Devoting greater attention to left ventricular hypertrophy – mind the left ventricle! – as an indicator of unfavorable course of dialysotherapy. American nephrologists suggest that the long term overhydration, which most frequently accompanies chronic dialysis patients, has a more adverse effect on remodeling of left ventricle than hypertension and atherosclerosis. The systematic assessment of hydration by bioimpedance and the left ventricular through echocardiography should increase the survival rates of dialysis patients much more than currently, widely prescribed lipid lowering and antihypertensive therapies.
Replacing the demanding low-protein diet with more lenient but restrictively limiting salt consumption even during dialysis.
In the end both research teams come to the same ultimate conclusion – even the biggest technological advancement cannot substitute the clinical experience, nor the personalized professional care.
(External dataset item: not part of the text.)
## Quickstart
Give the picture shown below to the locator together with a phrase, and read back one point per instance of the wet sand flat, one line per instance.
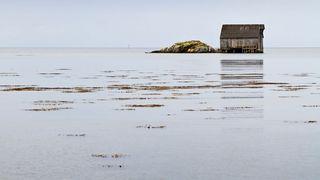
(124, 114)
This last statement brings life back to Claudio Ronco’s Dialysis adequacy index: Mdtime/P, which calculates the time, a physician needs to devote his dialysed patient. This theory was proven to be correct by DOPPS study, which confirmed that longer and more frequent contact with a patient lowers the morbidity rates in dialyzed patients [57].
Conclusions
The evolution of the idea of dialysis, from catharsis to clinical dialysis, its distinguished pioneers and dynamic technological progress, makes it one of the most important therapeutic methods, central to health and wellbeing of the world population. I, for my part, hope that this article will serve as a strong backbone for a statement authored by a prominent British nephrologist Stuart Cameron: “… whilst technology had much to contribute to the evolution of hemodialysis, empiricism had an even greater role to play” [1].